The first three chapters of the Bible are among the most famous, covering the two creation stories followed immediately by the story of “the fall.” Having created the world, the story tells us that God set Adam in charge of the Garden of Eden with only one prohibition: “You may freely eat of every tree in the garden; but of the tree of the knowledge of good and evil you shall not eat, for in the day that you eat of it you shall die.” (Genesis 2:16-17) In the story God brings all the animals that he has created to Adam to be named. While performing the task it becomes clear to Adam that he has no partner, and God creates Eve to be Adam’s by taking flesh from his side. According to the story, the first couple were “naked, and were not ashamed.” (Genesis 2:25)

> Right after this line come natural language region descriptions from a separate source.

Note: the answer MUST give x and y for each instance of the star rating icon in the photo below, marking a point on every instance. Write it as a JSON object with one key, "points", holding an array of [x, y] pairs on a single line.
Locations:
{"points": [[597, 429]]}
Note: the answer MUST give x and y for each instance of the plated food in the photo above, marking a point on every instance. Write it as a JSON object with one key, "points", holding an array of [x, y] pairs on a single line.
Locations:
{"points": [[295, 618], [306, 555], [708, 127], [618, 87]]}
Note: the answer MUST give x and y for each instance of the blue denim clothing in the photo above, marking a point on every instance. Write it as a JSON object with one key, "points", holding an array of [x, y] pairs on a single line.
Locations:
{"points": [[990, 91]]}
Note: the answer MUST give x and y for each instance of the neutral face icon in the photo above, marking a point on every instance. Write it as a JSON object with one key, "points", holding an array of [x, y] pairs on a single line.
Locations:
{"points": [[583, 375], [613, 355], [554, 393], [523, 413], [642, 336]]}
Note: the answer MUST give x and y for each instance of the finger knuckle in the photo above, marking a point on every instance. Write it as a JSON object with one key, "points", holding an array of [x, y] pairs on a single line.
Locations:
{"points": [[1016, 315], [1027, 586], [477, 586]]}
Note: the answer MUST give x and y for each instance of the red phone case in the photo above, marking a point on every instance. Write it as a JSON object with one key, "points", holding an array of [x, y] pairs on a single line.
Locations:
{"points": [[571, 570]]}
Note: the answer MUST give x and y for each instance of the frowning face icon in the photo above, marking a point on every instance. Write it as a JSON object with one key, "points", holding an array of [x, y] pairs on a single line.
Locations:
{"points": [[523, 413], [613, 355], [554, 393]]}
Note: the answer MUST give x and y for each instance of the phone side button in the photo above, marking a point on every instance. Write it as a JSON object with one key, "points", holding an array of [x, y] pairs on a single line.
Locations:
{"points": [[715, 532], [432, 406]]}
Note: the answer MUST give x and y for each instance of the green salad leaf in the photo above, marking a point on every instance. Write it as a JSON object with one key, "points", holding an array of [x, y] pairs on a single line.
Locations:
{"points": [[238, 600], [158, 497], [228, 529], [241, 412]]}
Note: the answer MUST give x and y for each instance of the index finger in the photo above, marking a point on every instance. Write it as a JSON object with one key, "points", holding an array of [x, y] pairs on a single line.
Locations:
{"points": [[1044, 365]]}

Into this primal picture of innocence creeps a Serpent who asks Eve for clarification about the prohibition. The Serpent then contradicts God’s warning, saying, “You will not die…” (Genesis 3:4) The contradictory statement, of course, sets up a dilemma, whether to believe God or the Serpent.

To bolster his chances of winning her trust, the Serpent casts doubt on God’s motive for the prohibition. “…God knows that when you eat of [the fruit of the tree of the knowledge of good and evil] …you will be like God.” (Genesis 3:5) The story goes on to tell us that Eve saw that the tree was beautiful, had fruit that looked good to eat, and—if the Serpent was to be believed—made one wise. Thus, by casting doubt on God’s motive for the prohibition, advancing the possibility of becoming godlike by breaking it, and appealing to the tree’s desirability, the Serpent gained Eve’s trust, and through her Adam’s too.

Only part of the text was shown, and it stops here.